Sample the energy flux distribution
sample_energy_flux( [lo, hi], [id=1, num=1, correlated=False] )
The sample_energy_flux command returns one or more samples of the energy flux distribution, which is the flux distribution for the model component accounting for the errors on the model parameters.
The plot_energy_flux() command can be used to plot up this distribution.
- lo - lower photon bound; the default value of None means that the lower limit if the instrument model (ARF and RMF) should be used.
- hi - upper photon bound; the default value of None means that the upper limit if the instrument model (ARF and RMF) should be used.
- id - the id of the dataset to use; if not given, uses the default dataset id (id=1 by default, see "ahelp get_default_id")
- num - number of samples used in the distribution (the default value is 1)

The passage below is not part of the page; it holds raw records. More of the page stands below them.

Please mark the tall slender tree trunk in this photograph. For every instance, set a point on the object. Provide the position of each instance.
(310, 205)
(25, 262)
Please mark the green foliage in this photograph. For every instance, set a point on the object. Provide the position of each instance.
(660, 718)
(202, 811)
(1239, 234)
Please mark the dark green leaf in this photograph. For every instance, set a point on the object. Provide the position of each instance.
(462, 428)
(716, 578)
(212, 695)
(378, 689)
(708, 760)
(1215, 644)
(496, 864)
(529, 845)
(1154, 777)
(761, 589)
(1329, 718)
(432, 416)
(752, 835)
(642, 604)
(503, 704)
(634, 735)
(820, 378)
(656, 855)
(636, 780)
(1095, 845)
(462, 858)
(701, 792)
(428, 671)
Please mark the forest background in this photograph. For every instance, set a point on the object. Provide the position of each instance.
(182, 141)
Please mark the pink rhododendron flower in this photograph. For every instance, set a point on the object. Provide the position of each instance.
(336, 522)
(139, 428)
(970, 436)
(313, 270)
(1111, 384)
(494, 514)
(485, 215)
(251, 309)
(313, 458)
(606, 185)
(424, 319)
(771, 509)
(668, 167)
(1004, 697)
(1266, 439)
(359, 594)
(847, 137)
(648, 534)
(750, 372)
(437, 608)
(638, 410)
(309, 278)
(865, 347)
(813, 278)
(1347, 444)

- correlated - whether to use a multi- or uni-variate distribution to sample the parameter values. The default value of False means use a uni-variate distribution, whilst True means use a multi-variate distribution.
The return value
The return value is a two-dimensional array. The number of rows in the array matches the number of samples used (so the value of the num argument). The first column is the flux value; the remaining columns give the parameter values used to calculate the flux value (the order is that of the parnames field of the get_fit_results() output).
The units for the flux values are the same as that returned by the calc_energy_flux() command.
sherpa> a = sample_energy_flux() sherpa> print (a)
Obtain and print one sample of the energy flux distribution from the default model, over the whole energy interval.
sherpa> a = sample_energy_flux(0.5, 7.0)
Obtain one sample of the energy flux distribution from the default model, between 0.5 and 7.0 keV.
sherpa> a = sample_energy_flux(id="src", num=100) sherpa> f = a[:,0]
Obtain 100 samples of the energy flux distribution from the "src" model. The flux values are extracted as the one-dimensional array f.
See the bugs pages on the Sherpa website for an up-to-date listing of known bugs.